Lavender is in full bloom in July. There's no happier sight than passing fields of bright purple, and enjoying the hum of bees merrily buzzing through them.
British lavender from our garden
Lavender offers a wealth of health benefits for us: from anti-inflammatory properties to its calming, anxiety-relieving scent, it's one of nature's real treasures.
Each year I harvest a small batch of lavender to dry in order to maintain its presence around my home throughout the year ahead. It holds its shape, scent and colour for months and is so simple to do, and it looks beautiful dotted about the house in little vases or old jam jars.
Here's my top tips for giving it a try yourself:
- always gather your lavender when it's in its prime (usually early to mid July), as your results will reflect the condition it was in when you harvested it
- using some garden scissors, cut your stems at around 20cm long (so they'll fit nicely into a vase) and always try to cut from different spots of the plant, not confined to one area as it will leave a big chunk missing out of your plant
- get some twine or string and tie the lavender together tightly at the stems (tip - very tightly as it will loose some density during the drying process)
- tie a knot at the opposite side of your string in order to hang your lavender upside down in a cupboard (or any dark place) for around two weeks (my favourite place to hang them is the airing cupboard - the results are much quicker!)

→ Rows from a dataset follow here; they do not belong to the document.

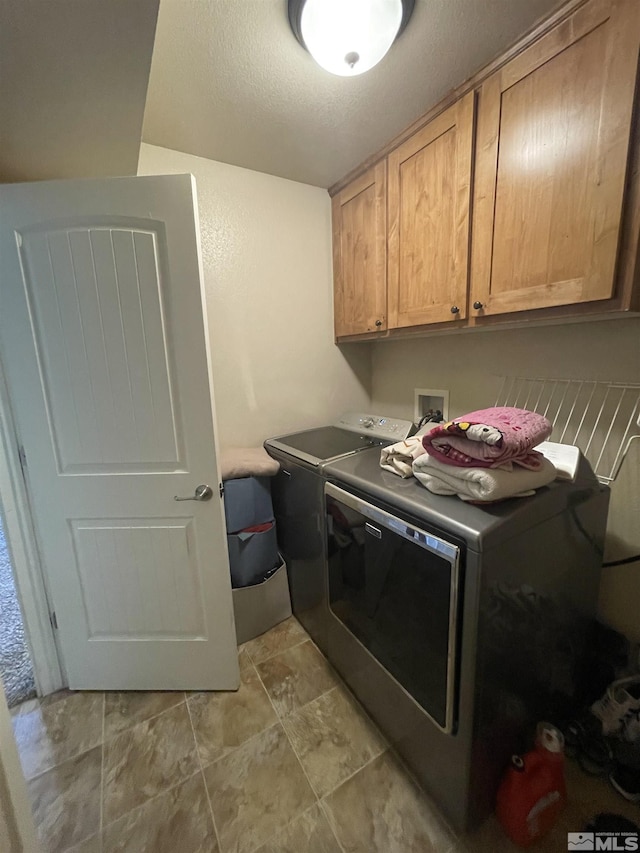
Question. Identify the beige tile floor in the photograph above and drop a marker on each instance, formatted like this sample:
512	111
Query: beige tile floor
287	764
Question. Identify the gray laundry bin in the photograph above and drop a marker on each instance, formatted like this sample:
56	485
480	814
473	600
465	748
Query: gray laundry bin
261	606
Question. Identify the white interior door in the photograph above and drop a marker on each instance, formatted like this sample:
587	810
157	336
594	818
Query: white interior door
106	354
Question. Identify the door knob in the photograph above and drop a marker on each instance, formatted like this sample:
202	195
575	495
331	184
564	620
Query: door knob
202	493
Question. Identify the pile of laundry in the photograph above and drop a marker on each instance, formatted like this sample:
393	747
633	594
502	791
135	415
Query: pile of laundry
481	457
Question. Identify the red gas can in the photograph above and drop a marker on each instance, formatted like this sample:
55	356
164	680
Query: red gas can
533	789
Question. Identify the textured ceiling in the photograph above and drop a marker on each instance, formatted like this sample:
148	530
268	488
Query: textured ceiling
73	83
230	82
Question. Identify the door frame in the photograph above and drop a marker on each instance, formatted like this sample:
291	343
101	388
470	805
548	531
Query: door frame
19	530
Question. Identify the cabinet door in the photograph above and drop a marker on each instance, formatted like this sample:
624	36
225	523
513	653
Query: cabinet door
359	214
551	155
429	189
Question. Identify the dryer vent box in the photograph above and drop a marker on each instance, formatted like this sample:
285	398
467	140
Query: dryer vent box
430	401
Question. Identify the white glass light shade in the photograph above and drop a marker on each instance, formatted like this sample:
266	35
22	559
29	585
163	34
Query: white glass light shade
348	37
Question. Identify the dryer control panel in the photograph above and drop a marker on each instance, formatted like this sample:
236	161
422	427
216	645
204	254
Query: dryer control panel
381	427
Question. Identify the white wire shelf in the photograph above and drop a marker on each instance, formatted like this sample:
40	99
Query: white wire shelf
601	418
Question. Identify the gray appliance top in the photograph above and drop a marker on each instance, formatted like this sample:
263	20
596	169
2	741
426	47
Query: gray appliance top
353	432
482	527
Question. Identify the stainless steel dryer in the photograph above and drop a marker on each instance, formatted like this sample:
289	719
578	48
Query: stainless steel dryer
458	626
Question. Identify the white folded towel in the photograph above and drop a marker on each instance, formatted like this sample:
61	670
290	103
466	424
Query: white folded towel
398	458
480	484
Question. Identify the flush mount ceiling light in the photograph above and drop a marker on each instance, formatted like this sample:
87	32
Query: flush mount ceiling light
348	37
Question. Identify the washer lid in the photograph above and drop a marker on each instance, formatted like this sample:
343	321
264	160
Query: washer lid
319	445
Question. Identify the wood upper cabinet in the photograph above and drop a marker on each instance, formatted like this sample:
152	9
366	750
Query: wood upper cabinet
359	214
428	207
551	158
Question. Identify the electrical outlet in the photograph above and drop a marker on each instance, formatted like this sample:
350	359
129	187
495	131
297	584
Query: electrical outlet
430	400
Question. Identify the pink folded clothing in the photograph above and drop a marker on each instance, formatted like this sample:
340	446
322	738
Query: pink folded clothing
490	438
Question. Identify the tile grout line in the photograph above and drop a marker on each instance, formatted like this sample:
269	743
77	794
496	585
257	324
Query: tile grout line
146	719
202	776
307	639
318	801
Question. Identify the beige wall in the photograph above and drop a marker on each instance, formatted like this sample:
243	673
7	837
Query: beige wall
266	245
469	366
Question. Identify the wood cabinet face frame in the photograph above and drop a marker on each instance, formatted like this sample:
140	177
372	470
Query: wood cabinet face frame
429	194
359	219
609	282
551	157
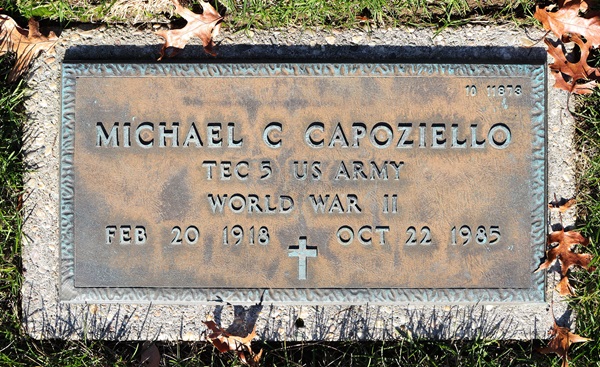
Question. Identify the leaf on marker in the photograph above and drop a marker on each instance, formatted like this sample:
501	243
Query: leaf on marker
225	342
563	252
563	204
26	44
572	17
204	26
561	340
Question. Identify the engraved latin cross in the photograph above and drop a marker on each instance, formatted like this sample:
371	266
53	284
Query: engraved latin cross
302	252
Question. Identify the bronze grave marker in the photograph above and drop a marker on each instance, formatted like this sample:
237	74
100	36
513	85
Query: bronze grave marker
303	183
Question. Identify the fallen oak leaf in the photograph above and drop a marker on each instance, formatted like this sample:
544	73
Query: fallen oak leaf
204	26
224	342
561	340
562	205
564	254
572	86
26	44
575	71
567	19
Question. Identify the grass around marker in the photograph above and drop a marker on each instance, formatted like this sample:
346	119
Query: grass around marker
17	349
246	14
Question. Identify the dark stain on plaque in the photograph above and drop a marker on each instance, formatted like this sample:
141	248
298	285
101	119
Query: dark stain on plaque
175	197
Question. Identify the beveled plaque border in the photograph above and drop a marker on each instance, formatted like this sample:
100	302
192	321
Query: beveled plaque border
538	178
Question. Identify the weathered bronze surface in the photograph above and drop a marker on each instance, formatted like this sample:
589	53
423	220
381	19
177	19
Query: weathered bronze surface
378	177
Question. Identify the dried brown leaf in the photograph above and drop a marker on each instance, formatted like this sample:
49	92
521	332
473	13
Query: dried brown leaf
26	44
224	342
568	19
563	204
204	26
567	73
563	252
562	338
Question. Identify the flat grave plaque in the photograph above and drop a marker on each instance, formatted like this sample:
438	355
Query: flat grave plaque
302	183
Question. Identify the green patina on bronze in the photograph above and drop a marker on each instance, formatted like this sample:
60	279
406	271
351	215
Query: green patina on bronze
318	183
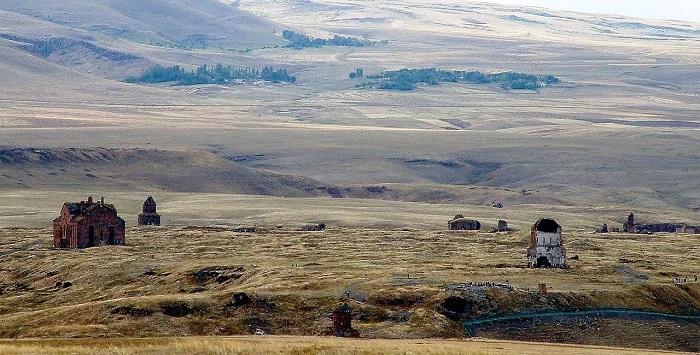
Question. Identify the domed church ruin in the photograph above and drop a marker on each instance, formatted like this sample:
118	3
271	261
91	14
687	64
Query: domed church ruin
546	248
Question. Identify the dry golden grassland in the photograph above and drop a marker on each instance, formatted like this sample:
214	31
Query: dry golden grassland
396	277
617	135
298	346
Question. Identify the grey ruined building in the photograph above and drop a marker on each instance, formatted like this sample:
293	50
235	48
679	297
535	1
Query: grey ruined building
461	223
546	245
149	216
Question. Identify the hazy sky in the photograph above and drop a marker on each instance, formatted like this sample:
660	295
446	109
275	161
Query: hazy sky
662	9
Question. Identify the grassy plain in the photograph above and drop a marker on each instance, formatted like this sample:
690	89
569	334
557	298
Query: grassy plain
296	345
618	135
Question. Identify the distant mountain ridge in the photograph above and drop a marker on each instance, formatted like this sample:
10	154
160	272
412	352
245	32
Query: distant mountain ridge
158	22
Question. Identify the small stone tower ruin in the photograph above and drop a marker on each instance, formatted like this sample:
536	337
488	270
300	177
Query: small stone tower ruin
630	226
546	247
149	217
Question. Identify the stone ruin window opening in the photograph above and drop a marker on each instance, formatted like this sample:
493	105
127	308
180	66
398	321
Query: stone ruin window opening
111	235
548	226
91	237
542	261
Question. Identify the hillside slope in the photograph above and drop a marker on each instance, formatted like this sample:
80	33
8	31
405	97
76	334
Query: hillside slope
160	22
141	169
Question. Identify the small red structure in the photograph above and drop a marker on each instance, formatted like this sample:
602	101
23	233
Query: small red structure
149	217
342	322
88	224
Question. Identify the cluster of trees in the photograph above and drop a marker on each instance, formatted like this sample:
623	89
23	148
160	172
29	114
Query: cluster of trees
299	40
406	79
218	74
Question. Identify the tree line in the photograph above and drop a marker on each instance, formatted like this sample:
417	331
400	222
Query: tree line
218	74
406	79
299	41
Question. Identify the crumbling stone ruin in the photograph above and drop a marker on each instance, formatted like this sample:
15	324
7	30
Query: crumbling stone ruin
88	224
314	227
149	217
603	229
546	246
461	223
342	322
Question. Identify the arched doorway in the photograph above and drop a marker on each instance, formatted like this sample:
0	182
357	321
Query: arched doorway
542	261
91	237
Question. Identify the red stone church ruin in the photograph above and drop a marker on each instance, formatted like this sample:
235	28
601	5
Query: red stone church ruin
88	224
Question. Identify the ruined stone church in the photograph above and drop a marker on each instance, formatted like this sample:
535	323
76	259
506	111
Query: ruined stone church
88	224
546	245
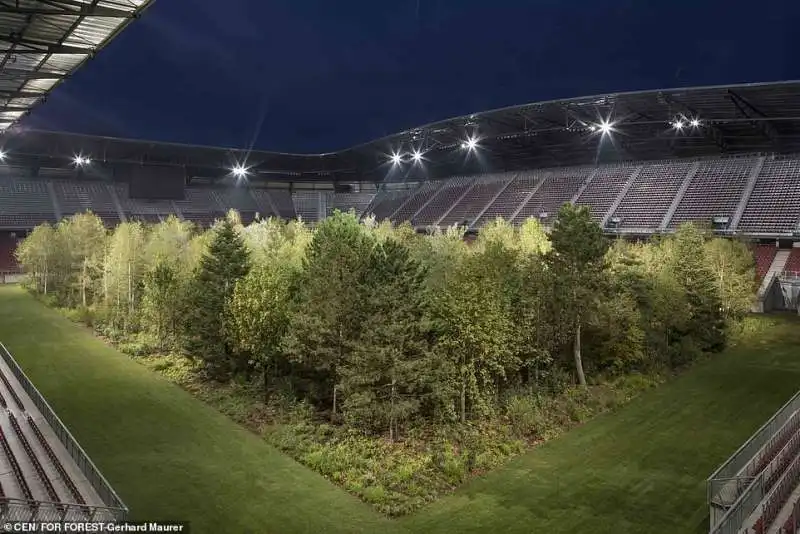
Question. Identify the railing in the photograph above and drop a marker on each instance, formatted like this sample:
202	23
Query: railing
730	473
115	509
41	511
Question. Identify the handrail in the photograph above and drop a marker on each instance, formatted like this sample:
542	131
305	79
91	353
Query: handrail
113	503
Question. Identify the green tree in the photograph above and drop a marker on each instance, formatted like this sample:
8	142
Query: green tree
205	334
123	272
693	272
326	315
389	370
35	255
579	249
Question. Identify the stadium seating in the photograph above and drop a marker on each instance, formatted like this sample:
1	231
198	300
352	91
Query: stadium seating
24	204
604	188
41	474
447	195
479	197
357	202
558	188
764	254
511	198
311	206
51	455
76	197
386	203
417	200
715	190
774	204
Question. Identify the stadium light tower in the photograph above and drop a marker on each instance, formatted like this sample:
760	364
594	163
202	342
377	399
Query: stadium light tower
470	144
240	171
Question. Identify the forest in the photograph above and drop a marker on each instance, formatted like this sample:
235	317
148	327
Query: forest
398	364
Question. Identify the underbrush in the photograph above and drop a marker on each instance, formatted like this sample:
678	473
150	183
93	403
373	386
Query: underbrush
427	462
397	477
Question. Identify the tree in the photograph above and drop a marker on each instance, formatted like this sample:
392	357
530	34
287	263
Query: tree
86	237
579	250
168	257
692	271
35	255
389	369
208	292
326	314
733	266
123	271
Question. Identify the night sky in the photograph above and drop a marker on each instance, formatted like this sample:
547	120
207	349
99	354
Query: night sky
321	75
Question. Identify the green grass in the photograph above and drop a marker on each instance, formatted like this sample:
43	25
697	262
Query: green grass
168	455
639	469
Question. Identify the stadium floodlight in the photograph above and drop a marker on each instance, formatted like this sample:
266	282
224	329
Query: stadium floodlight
240	171
606	127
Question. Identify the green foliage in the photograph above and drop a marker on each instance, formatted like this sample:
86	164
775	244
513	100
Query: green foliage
205	334
458	354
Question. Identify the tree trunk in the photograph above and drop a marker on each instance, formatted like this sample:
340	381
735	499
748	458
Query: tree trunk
333	414
578	358
463	399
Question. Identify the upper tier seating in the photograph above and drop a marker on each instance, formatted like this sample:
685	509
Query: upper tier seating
558	188
715	190
507	203
470	206
76	197
650	195
447	195
606	185
24	204
774	204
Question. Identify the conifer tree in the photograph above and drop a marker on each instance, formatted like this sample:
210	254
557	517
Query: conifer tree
204	324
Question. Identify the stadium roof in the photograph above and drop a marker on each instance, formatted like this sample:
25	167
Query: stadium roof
645	125
44	41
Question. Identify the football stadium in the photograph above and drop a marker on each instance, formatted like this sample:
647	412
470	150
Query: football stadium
574	248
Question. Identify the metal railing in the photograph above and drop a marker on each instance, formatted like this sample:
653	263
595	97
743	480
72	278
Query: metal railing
115	509
748	488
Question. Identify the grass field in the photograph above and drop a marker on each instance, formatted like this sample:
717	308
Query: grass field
640	469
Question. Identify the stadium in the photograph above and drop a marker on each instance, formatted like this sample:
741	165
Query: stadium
726	158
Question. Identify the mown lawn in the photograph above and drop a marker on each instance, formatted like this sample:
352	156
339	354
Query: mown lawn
168	455
640	469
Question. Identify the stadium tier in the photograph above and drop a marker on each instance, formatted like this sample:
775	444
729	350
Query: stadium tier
46	476
757	490
754	196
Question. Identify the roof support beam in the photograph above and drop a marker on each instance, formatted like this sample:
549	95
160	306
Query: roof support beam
63	7
33	46
748	110
709	131
31	75
7	95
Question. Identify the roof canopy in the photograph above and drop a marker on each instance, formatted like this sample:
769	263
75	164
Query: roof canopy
647	125
44	41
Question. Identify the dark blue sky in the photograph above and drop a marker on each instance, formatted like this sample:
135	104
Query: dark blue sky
320	75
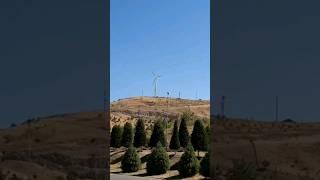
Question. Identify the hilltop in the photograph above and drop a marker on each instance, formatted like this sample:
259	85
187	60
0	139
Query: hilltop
129	109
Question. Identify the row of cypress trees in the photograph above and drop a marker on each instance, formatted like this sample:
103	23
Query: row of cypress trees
158	162
179	138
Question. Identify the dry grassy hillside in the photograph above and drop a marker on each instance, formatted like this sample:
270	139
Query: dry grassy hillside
150	108
54	147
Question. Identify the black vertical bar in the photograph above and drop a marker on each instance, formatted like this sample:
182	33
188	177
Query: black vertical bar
277	109
211	4
107	88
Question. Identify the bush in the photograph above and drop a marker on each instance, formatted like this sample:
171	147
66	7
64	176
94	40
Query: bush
242	170
205	165
188	164
131	161
183	130
199	138
127	135
208	130
140	134
116	134
157	135
158	161
174	142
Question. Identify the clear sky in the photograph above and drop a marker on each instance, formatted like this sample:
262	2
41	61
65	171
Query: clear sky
169	38
52	57
264	49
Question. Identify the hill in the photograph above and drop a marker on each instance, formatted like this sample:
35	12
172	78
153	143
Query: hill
55	147
151	108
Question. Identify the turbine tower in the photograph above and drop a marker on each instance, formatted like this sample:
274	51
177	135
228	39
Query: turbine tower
155	79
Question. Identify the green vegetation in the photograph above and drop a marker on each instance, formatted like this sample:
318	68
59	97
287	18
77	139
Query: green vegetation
174	142
188	164
158	161
199	138
205	165
140	138
183	130
127	135
131	161
158	135
116	134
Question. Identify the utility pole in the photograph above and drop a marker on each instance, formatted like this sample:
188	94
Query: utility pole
277	109
167	117
222	106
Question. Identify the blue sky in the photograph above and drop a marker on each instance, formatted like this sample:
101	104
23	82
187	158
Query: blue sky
170	38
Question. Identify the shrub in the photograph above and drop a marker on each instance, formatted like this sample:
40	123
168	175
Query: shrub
116	134
205	165
158	161
174	142
131	161
242	170
208	131
157	135
127	135
183	130
188	164
199	137
140	134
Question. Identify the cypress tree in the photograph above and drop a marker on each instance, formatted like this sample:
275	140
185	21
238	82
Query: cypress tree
158	161
208	132
131	161
188	164
140	134
174	142
127	135
205	165
183	130
199	138
116	134
157	135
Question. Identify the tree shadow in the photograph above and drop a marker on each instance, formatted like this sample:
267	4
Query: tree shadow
117	160
174	177
175	166
145	158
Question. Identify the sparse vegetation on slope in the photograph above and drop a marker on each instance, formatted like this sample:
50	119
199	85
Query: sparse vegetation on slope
188	164
131	161
140	138
127	135
158	161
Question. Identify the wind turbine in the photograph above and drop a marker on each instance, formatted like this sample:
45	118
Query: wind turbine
155	79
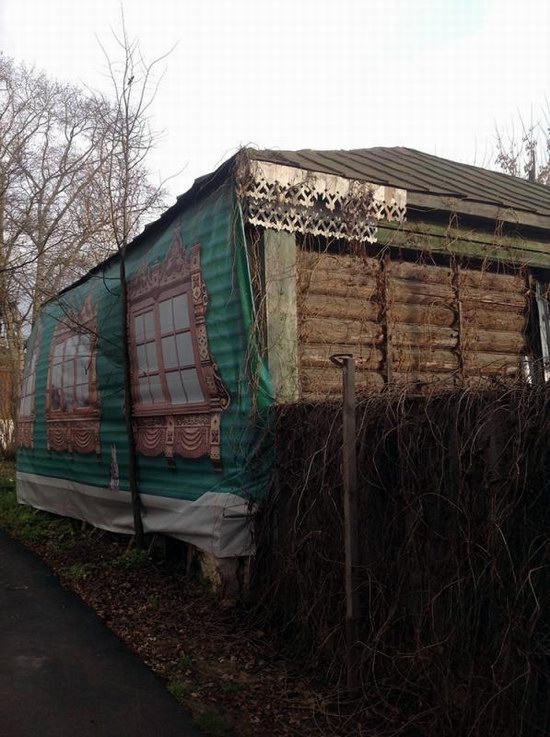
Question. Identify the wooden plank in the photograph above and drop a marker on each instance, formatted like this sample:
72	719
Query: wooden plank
424	336
493	341
313	305
491	282
318	356
438	239
438	315
494	320
424	361
328	381
420	272
480	299
363	266
335	331
281	314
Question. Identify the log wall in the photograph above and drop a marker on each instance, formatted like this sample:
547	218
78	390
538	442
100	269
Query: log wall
405	322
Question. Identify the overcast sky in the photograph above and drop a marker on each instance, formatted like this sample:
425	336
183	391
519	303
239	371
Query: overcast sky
436	75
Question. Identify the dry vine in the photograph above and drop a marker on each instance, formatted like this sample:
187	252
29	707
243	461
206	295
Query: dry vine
455	544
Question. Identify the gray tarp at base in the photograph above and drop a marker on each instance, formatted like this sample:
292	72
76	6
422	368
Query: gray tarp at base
216	523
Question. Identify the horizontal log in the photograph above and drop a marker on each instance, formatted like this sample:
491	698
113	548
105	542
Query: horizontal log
313	305
493	341
427	273
323	281
493	320
331	330
318	356
340	263
493	361
421	296
423	360
412	314
422	381
318	382
476	298
490	281
423	336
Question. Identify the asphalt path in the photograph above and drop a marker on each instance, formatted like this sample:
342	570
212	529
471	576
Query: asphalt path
62	672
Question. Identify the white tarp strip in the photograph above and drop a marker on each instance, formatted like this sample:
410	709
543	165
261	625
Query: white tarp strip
217	523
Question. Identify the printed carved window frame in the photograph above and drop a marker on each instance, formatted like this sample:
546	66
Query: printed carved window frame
76	430
190	429
25	422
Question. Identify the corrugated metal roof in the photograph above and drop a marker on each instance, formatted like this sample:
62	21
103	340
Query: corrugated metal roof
422	175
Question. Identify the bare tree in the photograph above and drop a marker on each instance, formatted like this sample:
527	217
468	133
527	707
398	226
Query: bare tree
73	187
523	148
128	139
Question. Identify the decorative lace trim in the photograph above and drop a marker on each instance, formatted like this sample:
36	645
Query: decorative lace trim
299	201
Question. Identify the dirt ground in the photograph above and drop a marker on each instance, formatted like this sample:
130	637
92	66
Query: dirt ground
235	678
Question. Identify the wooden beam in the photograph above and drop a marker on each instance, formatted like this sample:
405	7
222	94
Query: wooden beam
438	239
281	314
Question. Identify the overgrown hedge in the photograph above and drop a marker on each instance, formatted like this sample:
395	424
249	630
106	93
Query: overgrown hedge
455	546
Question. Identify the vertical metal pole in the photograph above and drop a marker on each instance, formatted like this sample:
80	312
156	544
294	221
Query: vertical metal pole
351	518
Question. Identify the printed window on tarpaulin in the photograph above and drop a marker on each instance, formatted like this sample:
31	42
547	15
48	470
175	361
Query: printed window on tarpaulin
25	420
72	404
177	393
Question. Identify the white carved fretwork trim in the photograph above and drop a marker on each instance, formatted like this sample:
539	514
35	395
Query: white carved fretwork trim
299	201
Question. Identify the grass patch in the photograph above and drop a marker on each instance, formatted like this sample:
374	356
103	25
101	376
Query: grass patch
26	523
214	723
180	689
185	662
133	559
76	572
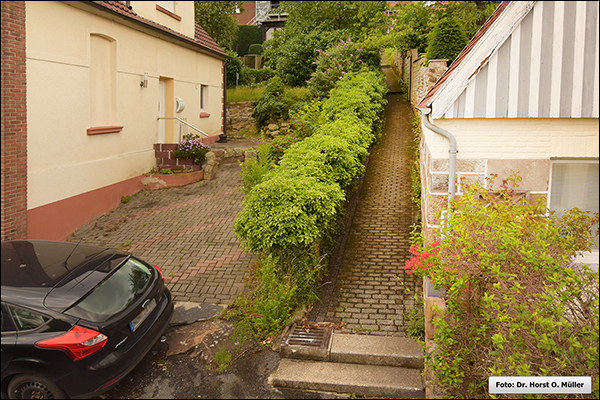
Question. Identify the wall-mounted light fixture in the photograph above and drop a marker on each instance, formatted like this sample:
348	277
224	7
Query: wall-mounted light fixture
144	82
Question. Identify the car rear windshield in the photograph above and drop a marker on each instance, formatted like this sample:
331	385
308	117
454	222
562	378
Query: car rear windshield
116	293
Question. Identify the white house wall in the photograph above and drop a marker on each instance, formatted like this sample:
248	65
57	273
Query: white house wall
63	161
547	68
183	9
524	138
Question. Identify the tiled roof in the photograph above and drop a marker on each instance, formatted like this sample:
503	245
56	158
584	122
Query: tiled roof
201	37
456	63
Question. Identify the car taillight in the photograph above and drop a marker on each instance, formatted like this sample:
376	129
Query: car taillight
160	272
78	342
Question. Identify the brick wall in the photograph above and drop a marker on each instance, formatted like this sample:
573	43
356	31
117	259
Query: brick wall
14	122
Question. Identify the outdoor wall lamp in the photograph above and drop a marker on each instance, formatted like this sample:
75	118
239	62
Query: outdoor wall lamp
144	82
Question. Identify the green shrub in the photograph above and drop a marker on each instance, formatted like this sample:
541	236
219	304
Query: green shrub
447	40
305	118
358	95
291	56
272	105
351	128
251	76
254	170
282	213
515	303
295	193
278	146
192	149
247	35
336	61
341	160
274	300
255	48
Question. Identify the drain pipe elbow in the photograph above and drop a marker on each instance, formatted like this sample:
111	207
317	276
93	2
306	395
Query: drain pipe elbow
452	159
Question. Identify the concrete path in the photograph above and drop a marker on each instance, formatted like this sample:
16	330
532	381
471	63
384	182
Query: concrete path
369	290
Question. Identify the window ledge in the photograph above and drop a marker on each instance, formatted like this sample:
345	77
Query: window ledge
169	13
98	130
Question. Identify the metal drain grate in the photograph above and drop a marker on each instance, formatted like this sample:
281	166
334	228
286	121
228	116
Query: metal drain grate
309	336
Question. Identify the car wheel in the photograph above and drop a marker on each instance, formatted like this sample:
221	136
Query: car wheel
33	387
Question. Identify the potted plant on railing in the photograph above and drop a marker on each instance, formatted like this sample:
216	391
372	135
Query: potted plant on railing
191	147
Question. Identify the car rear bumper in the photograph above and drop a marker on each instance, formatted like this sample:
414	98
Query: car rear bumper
118	364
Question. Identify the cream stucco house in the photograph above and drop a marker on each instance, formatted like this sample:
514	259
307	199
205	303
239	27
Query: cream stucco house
91	87
521	97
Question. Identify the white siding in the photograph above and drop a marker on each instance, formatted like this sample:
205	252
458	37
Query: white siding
547	68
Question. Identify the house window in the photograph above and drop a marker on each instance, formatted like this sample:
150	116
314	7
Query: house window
204	101
103	82
575	184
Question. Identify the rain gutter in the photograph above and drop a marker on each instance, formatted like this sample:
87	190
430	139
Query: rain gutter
452	159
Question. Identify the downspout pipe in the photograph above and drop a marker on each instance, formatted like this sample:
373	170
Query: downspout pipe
452	159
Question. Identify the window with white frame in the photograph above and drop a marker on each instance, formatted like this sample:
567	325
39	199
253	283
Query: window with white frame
574	183
203	98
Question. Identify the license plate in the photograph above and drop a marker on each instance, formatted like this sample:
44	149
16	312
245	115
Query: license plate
149	306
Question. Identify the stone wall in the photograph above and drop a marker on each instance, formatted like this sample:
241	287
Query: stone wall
417	77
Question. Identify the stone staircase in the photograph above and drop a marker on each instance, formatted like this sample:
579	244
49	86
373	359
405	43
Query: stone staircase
319	359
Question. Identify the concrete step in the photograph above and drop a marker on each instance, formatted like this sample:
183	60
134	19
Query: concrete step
361	349
358	379
376	350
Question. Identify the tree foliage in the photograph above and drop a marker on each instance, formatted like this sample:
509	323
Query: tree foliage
357	18
447	40
247	35
313	25
413	21
218	20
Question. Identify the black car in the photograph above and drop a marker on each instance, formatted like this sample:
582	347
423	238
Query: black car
76	318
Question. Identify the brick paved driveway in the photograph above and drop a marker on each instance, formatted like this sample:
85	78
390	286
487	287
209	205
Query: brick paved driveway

- some of the lavender will likely shed during the drying process and once it's fully dried it can be very crumbly, so do take care when you remove them from your drying rack
- remove the string and place into a vase! You can also remove the lavender from its stem, tie into little shoe string bags and pop into your clothes draws to make everything smell lovely
My dried lavender from last year
I hope you'll enjoy having this beautiful plant in your home year-round.